CHICAGO Sluggish growth in the U.S. economy will likely persist in the coming year, although brighter signs are ahead, according to a senior Federal Reserve Bank economist.
"The economy has been expanding, and when you think about whats been happening in the U.S., its sort of good news and bad news," William A. Strauss, senior economist and economic advisor at the Federal Reserve Bank of Chicago, said during the Metals Service Center Institutes Economic Summit in Schaumburg, Ill. "The U.S. economy is the strongest economy in the world, but the bad news is that it only grew at 1.6 percent in the second quarter vs. the second-quarter basis. Its also well below the 2-percent trend."
One good sign for the economy is a recent rise in home prices, which had fallen more than 30 percent from their peak in 2006-07.
"One of the successes is that we have seen the housing market starting to improve," he said. "Before, homeowners literally owed more mortgage than what their homes were worth."
The automotive sector has been a bright spot for the metals industry, with some 16 million vehicles sold in August, the best figure since November 2007, he said.

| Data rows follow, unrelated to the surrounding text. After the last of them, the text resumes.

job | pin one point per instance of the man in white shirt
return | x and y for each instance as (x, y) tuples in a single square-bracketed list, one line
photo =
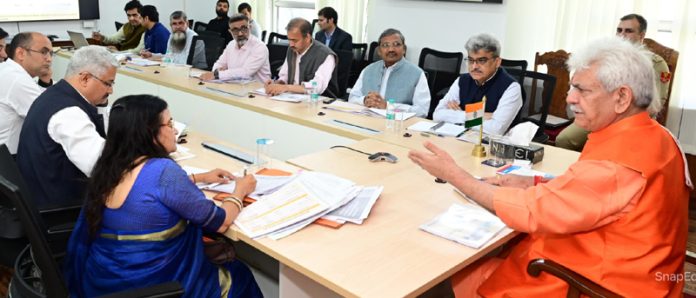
[(485, 78), (63, 135), (246, 57), (179, 44), (30, 55), (306, 61), (393, 77)]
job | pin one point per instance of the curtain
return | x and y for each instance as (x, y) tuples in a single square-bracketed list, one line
[(352, 16)]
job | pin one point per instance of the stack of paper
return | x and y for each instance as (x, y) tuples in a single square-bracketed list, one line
[(296, 204), (441, 128), (467, 224)]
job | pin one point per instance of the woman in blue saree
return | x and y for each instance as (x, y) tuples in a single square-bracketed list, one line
[(143, 219)]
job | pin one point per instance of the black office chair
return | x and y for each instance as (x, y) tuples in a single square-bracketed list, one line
[(345, 61), (277, 38), (373, 53), (192, 51), (200, 27), (214, 45), (442, 69), (359, 63), (37, 269), (539, 108), (276, 57), (516, 64)]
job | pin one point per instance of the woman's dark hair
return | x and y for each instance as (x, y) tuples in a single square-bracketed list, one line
[(134, 123)]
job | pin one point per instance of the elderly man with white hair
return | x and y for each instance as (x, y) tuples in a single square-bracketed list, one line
[(618, 216), (63, 134)]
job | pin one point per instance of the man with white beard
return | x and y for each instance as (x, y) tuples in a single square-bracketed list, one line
[(180, 41), (245, 57)]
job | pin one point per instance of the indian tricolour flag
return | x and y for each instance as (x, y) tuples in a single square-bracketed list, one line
[(474, 114)]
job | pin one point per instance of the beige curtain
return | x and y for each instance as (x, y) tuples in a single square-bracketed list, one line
[(352, 16)]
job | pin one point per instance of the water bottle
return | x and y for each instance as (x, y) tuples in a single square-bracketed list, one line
[(314, 94), (390, 114)]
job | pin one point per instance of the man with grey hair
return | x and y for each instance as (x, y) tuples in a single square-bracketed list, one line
[(631, 27), (393, 77), (246, 57), (485, 78), (617, 216), (30, 56), (306, 61), (180, 41), (63, 134)]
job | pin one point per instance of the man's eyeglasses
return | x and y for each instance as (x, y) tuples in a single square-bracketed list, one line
[(479, 61), (45, 52), (243, 29), (386, 45), (106, 84), (170, 123)]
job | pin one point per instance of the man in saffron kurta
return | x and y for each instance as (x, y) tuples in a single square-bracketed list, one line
[(618, 216)]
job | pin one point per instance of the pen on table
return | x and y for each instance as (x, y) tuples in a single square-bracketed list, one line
[(133, 68), (355, 125)]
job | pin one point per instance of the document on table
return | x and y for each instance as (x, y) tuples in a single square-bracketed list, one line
[(358, 208), (467, 224), (441, 128)]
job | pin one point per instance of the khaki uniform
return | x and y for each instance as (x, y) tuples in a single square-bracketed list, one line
[(574, 137)]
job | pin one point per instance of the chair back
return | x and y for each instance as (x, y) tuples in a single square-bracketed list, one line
[(276, 57), (556, 66), (200, 27), (373, 53), (442, 69), (277, 38), (51, 274), (345, 61), (539, 109), (214, 45), (671, 56), (359, 63)]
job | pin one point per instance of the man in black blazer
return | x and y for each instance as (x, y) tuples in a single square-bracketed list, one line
[(330, 35)]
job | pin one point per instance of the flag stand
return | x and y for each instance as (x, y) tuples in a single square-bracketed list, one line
[(479, 150)]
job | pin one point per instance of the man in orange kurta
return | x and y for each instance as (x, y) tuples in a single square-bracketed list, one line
[(618, 216)]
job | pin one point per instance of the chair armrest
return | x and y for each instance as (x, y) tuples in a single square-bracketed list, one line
[(168, 289), (576, 283)]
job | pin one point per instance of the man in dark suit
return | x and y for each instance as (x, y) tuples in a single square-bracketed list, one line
[(330, 35)]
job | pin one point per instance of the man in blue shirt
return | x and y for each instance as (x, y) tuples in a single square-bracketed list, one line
[(156, 36)]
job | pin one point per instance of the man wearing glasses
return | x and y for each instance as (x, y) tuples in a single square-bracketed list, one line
[(306, 61), (485, 78), (29, 56), (63, 135), (246, 57), (393, 77)]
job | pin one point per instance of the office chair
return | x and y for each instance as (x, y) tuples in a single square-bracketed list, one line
[(540, 109), (442, 69), (577, 284), (671, 56), (48, 280), (359, 63), (214, 46)]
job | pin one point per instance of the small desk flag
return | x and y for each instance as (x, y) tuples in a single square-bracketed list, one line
[(474, 114)]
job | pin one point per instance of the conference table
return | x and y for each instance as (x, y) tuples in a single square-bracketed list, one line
[(388, 255)]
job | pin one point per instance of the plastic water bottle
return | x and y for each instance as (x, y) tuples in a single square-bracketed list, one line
[(391, 114), (314, 94)]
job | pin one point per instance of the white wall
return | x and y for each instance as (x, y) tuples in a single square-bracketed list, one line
[(443, 26)]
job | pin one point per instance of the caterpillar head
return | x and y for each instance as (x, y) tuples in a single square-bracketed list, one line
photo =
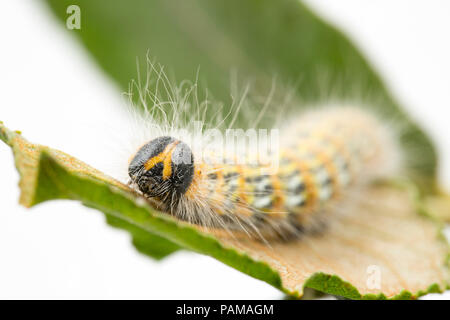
[(162, 168)]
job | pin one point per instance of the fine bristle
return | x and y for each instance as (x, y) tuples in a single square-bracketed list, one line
[(293, 183)]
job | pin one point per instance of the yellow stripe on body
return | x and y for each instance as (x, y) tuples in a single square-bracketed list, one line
[(165, 157)]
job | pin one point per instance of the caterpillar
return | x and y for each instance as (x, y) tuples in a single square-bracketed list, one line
[(323, 156)]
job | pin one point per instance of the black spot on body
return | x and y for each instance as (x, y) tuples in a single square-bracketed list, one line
[(151, 182)]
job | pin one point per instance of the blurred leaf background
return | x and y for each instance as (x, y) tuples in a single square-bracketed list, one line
[(260, 39)]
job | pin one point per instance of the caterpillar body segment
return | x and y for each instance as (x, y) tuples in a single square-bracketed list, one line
[(323, 155)]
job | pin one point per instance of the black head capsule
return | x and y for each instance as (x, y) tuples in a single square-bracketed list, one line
[(162, 168)]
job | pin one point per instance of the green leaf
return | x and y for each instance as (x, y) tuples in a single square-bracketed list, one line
[(27, 157), (261, 39), (390, 235)]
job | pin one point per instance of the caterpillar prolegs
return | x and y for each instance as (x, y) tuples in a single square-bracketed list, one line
[(323, 156)]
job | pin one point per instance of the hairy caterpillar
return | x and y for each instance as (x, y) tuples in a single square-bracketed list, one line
[(324, 155)]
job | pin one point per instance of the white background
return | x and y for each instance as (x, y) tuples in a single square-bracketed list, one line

"Overall, its been an upside surprise to the industry," Strauss said, but added that total vehicle sales would likely slow after rising 13 percent in 2012. Strauss predicted numbers will rise around 8 percent this year and 3 percent next year.
While the economy looks poised to grow, rates remain lackluster. This year the economy will grow at around 2.4 to 2.5 percent, he said, with growth expected to exceed 3 percent in 2014.

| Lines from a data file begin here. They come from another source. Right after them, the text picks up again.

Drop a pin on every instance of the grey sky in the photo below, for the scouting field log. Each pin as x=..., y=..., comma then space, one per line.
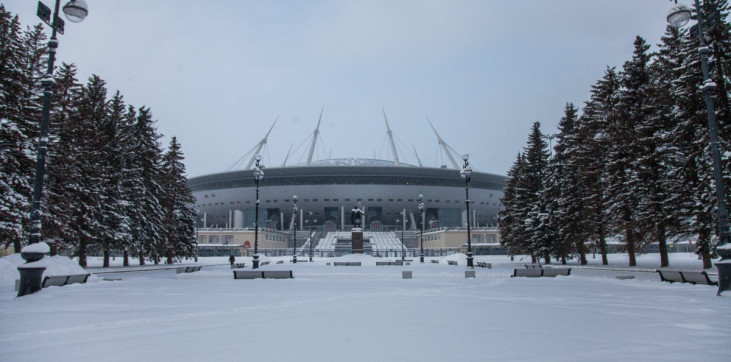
x=218, y=73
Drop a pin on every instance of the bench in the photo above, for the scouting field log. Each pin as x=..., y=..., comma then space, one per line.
x=695, y=277
x=535, y=273
x=61, y=280
x=264, y=274
x=187, y=269
x=346, y=263
x=692, y=277
x=530, y=273
x=397, y=262
x=553, y=272
x=670, y=276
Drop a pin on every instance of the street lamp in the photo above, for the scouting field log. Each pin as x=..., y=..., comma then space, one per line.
x=678, y=16
x=75, y=11
x=465, y=173
x=398, y=221
x=403, y=226
x=258, y=176
x=294, y=243
x=421, y=211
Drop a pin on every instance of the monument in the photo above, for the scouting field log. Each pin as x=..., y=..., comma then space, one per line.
x=356, y=218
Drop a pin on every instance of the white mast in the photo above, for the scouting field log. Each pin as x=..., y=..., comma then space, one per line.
x=445, y=146
x=314, y=138
x=260, y=146
x=390, y=140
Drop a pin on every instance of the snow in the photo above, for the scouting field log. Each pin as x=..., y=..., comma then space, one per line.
x=37, y=248
x=366, y=313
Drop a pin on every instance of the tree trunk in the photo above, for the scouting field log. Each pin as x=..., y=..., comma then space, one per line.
x=664, y=260
x=603, y=245
x=703, y=249
x=106, y=259
x=631, y=247
x=82, y=252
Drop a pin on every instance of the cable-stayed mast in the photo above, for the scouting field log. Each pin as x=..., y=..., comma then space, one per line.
x=260, y=146
x=314, y=138
x=390, y=140
x=448, y=150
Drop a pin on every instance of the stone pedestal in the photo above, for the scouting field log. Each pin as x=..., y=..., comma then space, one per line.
x=357, y=241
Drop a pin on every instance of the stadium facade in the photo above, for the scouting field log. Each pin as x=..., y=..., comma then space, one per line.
x=327, y=190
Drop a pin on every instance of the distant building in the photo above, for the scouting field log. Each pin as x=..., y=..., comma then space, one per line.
x=327, y=190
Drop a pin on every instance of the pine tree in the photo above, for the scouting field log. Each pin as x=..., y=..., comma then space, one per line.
x=60, y=176
x=85, y=193
x=624, y=178
x=511, y=218
x=179, y=207
x=113, y=219
x=567, y=204
x=591, y=154
x=141, y=177
x=16, y=160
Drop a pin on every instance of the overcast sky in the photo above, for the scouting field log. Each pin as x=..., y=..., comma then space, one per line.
x=216, y=74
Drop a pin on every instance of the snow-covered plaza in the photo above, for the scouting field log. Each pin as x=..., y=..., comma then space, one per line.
x=367, y=313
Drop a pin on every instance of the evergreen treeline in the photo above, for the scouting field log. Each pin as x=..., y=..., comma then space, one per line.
x=109, y=187
x=635, y=165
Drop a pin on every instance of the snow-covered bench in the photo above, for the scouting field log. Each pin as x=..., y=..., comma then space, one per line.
x=552, y=272
x=535, y=273
x=187, y=269
x=397, y=262
x=697, y=277
x=670, y=276
x=692, y=277
x=61, y=280
x=530, y=273
x=265, y=274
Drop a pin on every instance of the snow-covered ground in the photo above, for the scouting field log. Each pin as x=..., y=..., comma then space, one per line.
x=366, y=313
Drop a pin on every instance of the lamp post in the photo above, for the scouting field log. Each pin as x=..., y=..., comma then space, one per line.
x=75, y=12
x=403, y=226
x=309, y=231
x=294, y=242
x=258, y=176
x=421, y=211
x=465, y=173
x=678, y=16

Employment levels are a concern for the ailing U.S. economy, which shed more than 8.7 million jobs from December 2007 to February 2010, and has since recovered some 6.8 million jobs. However, Strauss warned that with new workers entering the labor force every month, coupled with the number of discouraged workers, the U.S. labor market is "far away" from normal.
The plateauing in the industrial sector has also been a concern. While it led the recovery in the first three years after the recession, Strauss said that its been flat recently. Looking at the most recent data, year-on-year growth has been 2 percent while manufacturing has historically grown by around 3 percent.
Specifically in steel, capacity utilization has remained at steady but low levels. Steel mills like to operate in the 80- to 90-percent range, and recent numbers show the sector "more than 10 percentage points" lower than that level, Strauss said.
"Theres plenty of room to increase output in the iron and steel sector," he said. "Weve seen prices that have remained low and declined over the past year."